It is possible for human beings to hear silence, according to a team of philosophers and psychologists, in a huge win for 1960s crooners Paul Simon and Art Garfunkel.
In a study published on Monday by Johns Hopkins University researchers, the team decided that it’s not just sound that human hears pick up: silence is, indeed, something we can hear too.
Rui Zhe Goh, a Johns Hopkins graduate student in philosophy and psychology who was the study’s lead author, wrote: "We typically think of our sense of hearing as being concerned with sounds. But silence, whatever it is, is not a sound — it's the absence of sound. Surprisingly, what our work suggests is that nothing is also something you can hear.”

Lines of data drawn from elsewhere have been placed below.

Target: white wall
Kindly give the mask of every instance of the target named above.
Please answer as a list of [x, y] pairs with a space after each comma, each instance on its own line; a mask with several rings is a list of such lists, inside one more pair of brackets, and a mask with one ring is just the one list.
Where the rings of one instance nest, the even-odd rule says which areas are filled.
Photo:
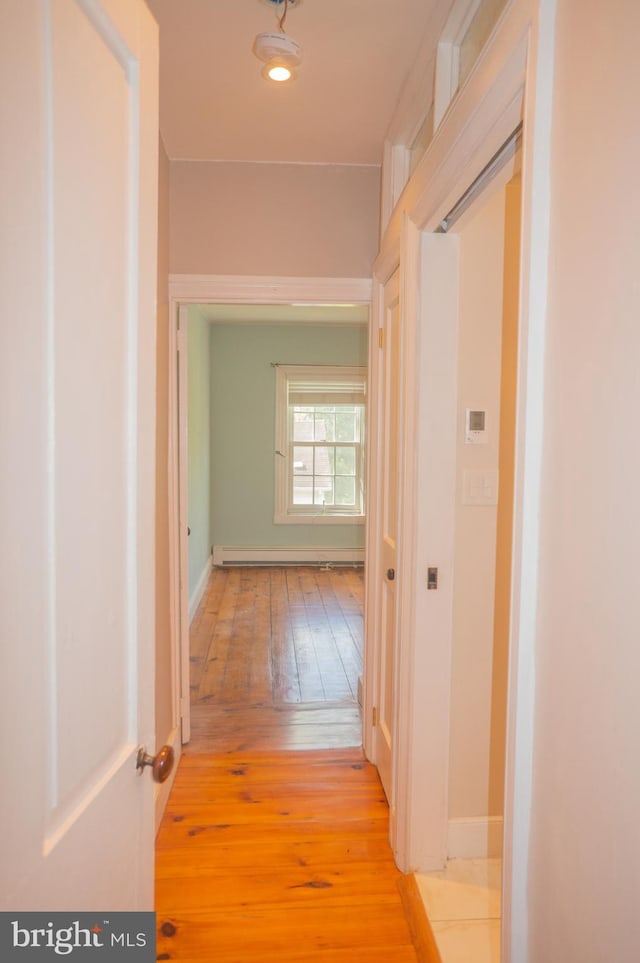
[[[490, 812], [497, 503], [464, 504], [467, 471], [497, 475], [505, 192], [477, 202], [460, 237], [456, 533], [449, 818]], [[487, 444], [466, 445], [465, 409], [486, 412]], [[504, 781], [504, 772], [502, 774]]]
[[321, 164], [171, 164], [171, 271], [370, 277], [380, 171]]
[[364, 525], [274, 524], [273, 363], [366, 366], [367, 329], [264, 322], [210, 327], [214, 546], [322, 546], [327, 558], [332, 549], [362, 550]]
[[640, 6], [557, 29], [529, 960], [637, 963]]

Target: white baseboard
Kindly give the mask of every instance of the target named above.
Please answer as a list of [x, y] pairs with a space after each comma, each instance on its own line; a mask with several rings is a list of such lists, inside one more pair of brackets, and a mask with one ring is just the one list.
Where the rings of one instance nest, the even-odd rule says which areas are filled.
[[[155, 808], [155, 825], [156, 825], [156, 836], [158, 835], [158, 830], [160, 829], [160, 823], [162, 822], [162, 817], [164, 816], [164, 811], [167, 808], [167, 802], [169, 801], [169, 793], [171, 792], [171, 787], [173, 786], [173, 781], [176, 778], [176, 772], [178, 771], [178, 763], [180, 762], [180, 754], [182, 752], [182, 741], [180, 738], [181, 727], [178, 725], [171, 730], [167, 738], [167, 745], [171, 746], [175, 754], [175, 761], [173, 764], [173, 769], [171, 770], [171, 775], [164, 782], [155, 782], [153, 785], [155, 787], [155, 798], [154, 798], [154, 808]], [[158, 749], [160, 746], [158, 746]]]
[[193, 616], [198, 611], [198, 606], [200, 605], [200, 600], [204, 595], [204, 590], [207, 587], [207, 582], [209, 580], [209, 575], [211, 574], [211, 556], [207, 559], [207, 564], [202, 570], [202, 574], [198, 579], [198, 584], [191, 593], [191, 598], [189, 599], [189, 622], [193, 621]]
[[502, 816], [450, 819], [447, 838], [449, 859], [483, 859], [502, 856]]
[[335, 563], [336, 565], [360, 564], [364, 562], [363, 548], [326, 548], [306, 547], [276, 548], [265, 546], [230, 545], [213, 546], [214, 565], [291, 565], [313, 563]]

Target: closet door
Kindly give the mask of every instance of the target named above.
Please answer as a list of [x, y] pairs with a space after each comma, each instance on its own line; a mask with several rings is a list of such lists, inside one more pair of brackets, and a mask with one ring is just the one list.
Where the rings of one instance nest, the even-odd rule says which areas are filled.
[[378, 694], [376, 713], [376, 761], [384, 791], [393, 807], [393, 752], [396, 729], [397, 690], [397, 552], [400, 438], [400, 282], [399, 272], [384, 290], [380, 337], [381, 411], [381, 507], [380, 574], [378, 578]]

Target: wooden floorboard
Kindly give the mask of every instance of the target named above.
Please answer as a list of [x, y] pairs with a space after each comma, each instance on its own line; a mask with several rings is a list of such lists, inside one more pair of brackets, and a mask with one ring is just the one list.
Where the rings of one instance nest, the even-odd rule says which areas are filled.
[[359, 746], [358, 705], [227, 706], [199, 704], [191, 710], [191, 748], [196, 752], [329, 749]]
[[419, 963], [442, 963], [415, 876], [403, 876], [398, 889]]
[[158, 960], [419, 963], [361, 748], [363, 600], [357, 569], [212, 573], [156, 845]]
[[191, 629], [202, 701], [355, 701], [363, 668], [362, 569], [214, 569]]
[[186, 748], [157, 842], [158, 959], [417, 963], [361, 749]]

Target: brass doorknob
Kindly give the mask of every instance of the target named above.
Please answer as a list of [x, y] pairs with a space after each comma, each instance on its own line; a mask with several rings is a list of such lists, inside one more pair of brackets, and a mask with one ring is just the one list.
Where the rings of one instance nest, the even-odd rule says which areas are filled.
[[155, 756], [147, 754], [144, 746], [138, 749], [138, 759], [136, 769], [144, 771], [145, 766], [151, 766], [151, 772], [155, 782], [164, 782], [171, 775], [175, 754], [171, 746], [163, 746]]
[[390, 582], [393, 582], [393, 580], [394, 580], [395, 577], [396, 577], [396, 570], [395, 570], [395, 568], [388, 568], [388, 569], [387, 569], [387, 578], [389, 579], [389, 581], [390, 581]]

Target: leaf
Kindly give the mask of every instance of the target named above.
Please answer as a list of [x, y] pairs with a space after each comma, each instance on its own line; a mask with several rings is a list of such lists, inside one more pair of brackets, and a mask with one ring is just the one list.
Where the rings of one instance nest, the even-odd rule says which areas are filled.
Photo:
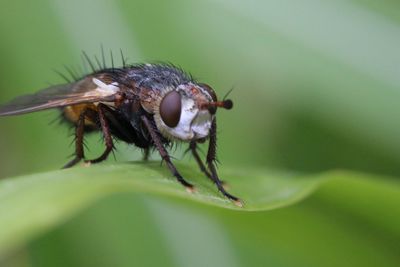
[[400, 182], [349, 171], [310, 176], [326, 182], [271, 212], [115, 194], [30, 242], [28, 254], [33, 266], [398, 266]]
[[221, 167], [220, 175], [227, 179], [229, 191], [245, 202], [245, 206], [239, 208], [224, 198], [194, 166], [177, 167], [196, 185], [195, 193], [186, 192], [158, 162], [76, 167], [4, 179], [0, 182], [0, 255], [114, 193], [146, 192], [227, 209], [255, 211], [299, 201], [324, 180]]
[[[245, 212], [284, 207], [300, 201], [320, 188], [314, 196], [320, 199], [319, 202], [324, 203], [330, 199], [335, 201], [336, 204], [332, 204], [334, 206], [343, 203], [341, 206], [349, 209], [349, 213], [353, 215], [359, 214], [369, 221], [373, 220], [376, 225], [391, 229], [393, 233], [400, 231], [396, 220], [393, 224], [388, 224], [385, 214], [373, 215], [382, 211], [379, 203], [396, 210], [399, 203], [397, 181], [390, 180], [387, 183], [387, 180], [378, 180], [372, 175], [344, 171], [305, 176], [223, 166], [220, 168], [220, 175], [226, 179], [229, 192], [245, 202], [245, 206], [239, 208], [224, 198], [197, 167], [186, 164], [179, 164], [177, 167], [188, 181], [196, 185], [195, 193], [186, 192], [168, 169], [158, 162], [76, 167], [2, 180], [0, 256], [63, 224], [99, 199], [117, 193], [161, 195], [173, 197], [177, 201], [195, 201]], [[374, 200], [373, 197], [378, 194], [385, 196], [385, 202], [382, 199]], [[348, 203], [349, 201], [351, 202]]]

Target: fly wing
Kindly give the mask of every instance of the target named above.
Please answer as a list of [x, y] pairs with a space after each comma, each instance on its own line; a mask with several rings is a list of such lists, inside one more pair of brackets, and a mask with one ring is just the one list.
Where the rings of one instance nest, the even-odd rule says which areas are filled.
[[80, 81], [55, 85], [35, 94], [23, 95], [0, 106], [0, 116], [64, 107], [79, 103], [110, 102], [119, 91], [118, 84], [105, 84], [100, 79], [86, 77]]

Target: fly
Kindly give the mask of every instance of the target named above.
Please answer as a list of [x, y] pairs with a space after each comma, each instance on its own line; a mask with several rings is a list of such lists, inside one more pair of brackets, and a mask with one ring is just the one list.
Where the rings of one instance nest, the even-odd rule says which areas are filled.
[[[0, 106], [0, 116], [60, 109], [63, 119], [75, 127], [75, 157], [64, 168], [82, 160], [91, 164], [106, 160], [114, 149], [114, 137], [143, 149], [145, 159], [155, 147], [173, 176], [192, 192], [193, 185], [178, 172], [166, 149], [172, 142], [186, 142], [200, 170], [225, 197], [242, 205], [239, 198], [225, 190], [215, 167], [216, 112], [218, 108], [231, 109], [231, 100], [218, 101], [209, 85], [197, 82], [171, 64], [124, 63], [121, 68], [95, 70], [87, 60], [92, 73], [17, 97]], [[87, 160], [83, 138], [93, 130], [102, 132], [105, 150], [98, 158]], [[203, 163], [197, 145], [207, 140], [208, 153]]]

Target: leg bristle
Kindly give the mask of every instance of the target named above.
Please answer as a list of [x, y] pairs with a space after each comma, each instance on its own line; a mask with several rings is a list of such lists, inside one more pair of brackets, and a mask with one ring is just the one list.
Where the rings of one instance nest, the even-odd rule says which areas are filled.
[[82, 55], [83, 55], [84, 59], [86, 60], [86, 62], [89, 64], [92, 72], [96, 72], [96, 68], [94, 67], [92, 60], [89, 58], [89, 56], [86, 54], [85, 51], [82, 51]]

Sign up to our free Indy100 weekly newsletter
Per the study, published in the journal PNAS, researchers had participants listen to an array of audio illusions. They also periodically substituted the noise for pure nothingness, the measure whether people’s brains would react in the same way.
“Philosophers have long debated whether silence is something we can literally perceive, but there hasn’t been a scientific study aimed directly at this question,” said study co-author Chaz Firestone, an assistant professor of psychological and brain sciences and the director of the Johns Hopkins Perception & Mind Laboratory. “Our approach was to ask whether our brains treat silences the way they treat sounds.”

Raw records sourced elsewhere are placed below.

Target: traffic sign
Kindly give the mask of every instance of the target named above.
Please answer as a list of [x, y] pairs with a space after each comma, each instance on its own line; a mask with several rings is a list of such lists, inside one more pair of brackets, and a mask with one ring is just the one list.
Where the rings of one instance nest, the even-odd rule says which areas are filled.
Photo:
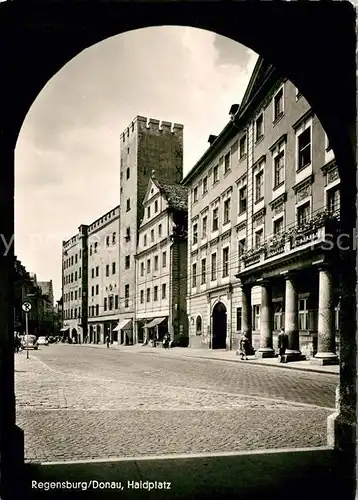
[[25, 311], [25, 312], [29, 312], [31, 311], [31, 303], [30, 302], [24, 302], [22, 304], [22, 310]]

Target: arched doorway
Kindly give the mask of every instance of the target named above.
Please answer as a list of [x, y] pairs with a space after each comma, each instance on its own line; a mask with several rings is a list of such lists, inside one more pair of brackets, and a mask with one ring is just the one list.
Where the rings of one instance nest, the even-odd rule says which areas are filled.
[[227, 318], [226, 307], [222, 302], [218, 302], [212, 314], [212, 348], [226, 348]]
[[195, 333], [197, 335], [201, 335], [201, 333], [202, 333], [202, 326], [203, 326], [202, 323], [203, 322], [202, 322], [201, 316], [198, 316], [196, 318], [196, 330], [195, 330]]
[[101, 341], [101, 327], [97, 325], [97, 335], [96, 335], [96, 344], [99, 344]]

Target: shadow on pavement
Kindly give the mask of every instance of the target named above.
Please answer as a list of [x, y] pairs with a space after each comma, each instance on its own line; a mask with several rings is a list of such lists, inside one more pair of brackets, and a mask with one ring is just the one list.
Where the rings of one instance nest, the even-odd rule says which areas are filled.
[[[67, 464], [29, 464], [21, 498], [46, 500], [76, 499], [193, 499], [236, 498], [275, 500], [318, 498], [355, 498], [353, 458], [333, 450], [288, 451], [234, 456], [128, 460]], [[48, 491], [31, 488], [34, 481], [97, 481], [95, 490]], [[121, 482], [123, 490], [103, 489], [101, 482]], [[130, 489], [127, 482], [145, 481], [163, 488]], [[168, 489], [170, 483], [170, 489]], [[15, 497], [14, 497], [15, 498]], [[16, 496], [17, 498], [17, 496]], [[19, 497], [20, 498], [20, 497]]]

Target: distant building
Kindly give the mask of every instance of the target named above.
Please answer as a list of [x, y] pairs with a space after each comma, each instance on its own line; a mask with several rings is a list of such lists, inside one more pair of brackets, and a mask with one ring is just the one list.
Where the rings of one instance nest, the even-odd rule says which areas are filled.
[[37, 284], [41, 288], [42, 294], [48, 297], [49, 306], [54, 307], [52, 280], [39, 281]]
[[87, 226], [62, 243], [62, 334], [76, 342], [87, 337]]
[[189, 191], [190, 345], [336, 363], [339, 175], [295, 86], [260, 58], [240, 107], [183, 181]]
[[135, 257], [135, 342], [169, 332], [177, 344], [188, 344], [187, 196], [179, 184], [149, 180]]
[[38, 286], [41, 289], [43, 297], [43, 323], [46, 325], [46, 335], [53, 333], [54, 329], [54, 297], [52, 280], [39, 281]]
[[48, 315], [49, 299], [42, 292], [37, 276], [30, 273], [16, 257], [14, 260], [14, 331], [24, 334], [26, 329], [24, 302], [31, 303], [28, 313], [28, 333], [36, 336], [49, 335], [53, 317]]
[[54, 335], [59, 335], [63, 324], [63, 299], [56, 300], [54, 308]]

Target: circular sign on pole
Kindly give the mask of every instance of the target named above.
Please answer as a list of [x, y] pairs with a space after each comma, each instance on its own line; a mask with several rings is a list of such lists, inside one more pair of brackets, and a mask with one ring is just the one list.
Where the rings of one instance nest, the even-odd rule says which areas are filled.
[[31, 311], [31, 303], [30, 302], [24, 302], [22, 304], [22, 310], [25, 312]]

"If you can get the same illusions with silences as you get with sounds, then that may be evidence that we literally hear silence after all."
The 1,000 participants’ responses were measured across seven different tests. Across all of them, their brains reacted the same way to silence as they did to noise.
“We show that silences can 'substitute' for sounds in event-based auditory illusions,” said the study. “Seven experiments introduce three 'silence illusions,' adapted from perceptual illusions previously thought to arise only with sounds.”
“In all cases, silences elicited temporal distortions perfectly analogous to their sound-based counterparts, suggesting that auditory processing treats moments of silence the way it treats sounds. Silence is truly perceived, not merely inferred,” it said.
“The kinds of illusions and effects that look like they are unique to the auditory processing of a sound, we also get them with silences, suggesting we really do hear absences of sound too,” added study co-author Ian Phillips, a John Hopkins philosopher and psychologist.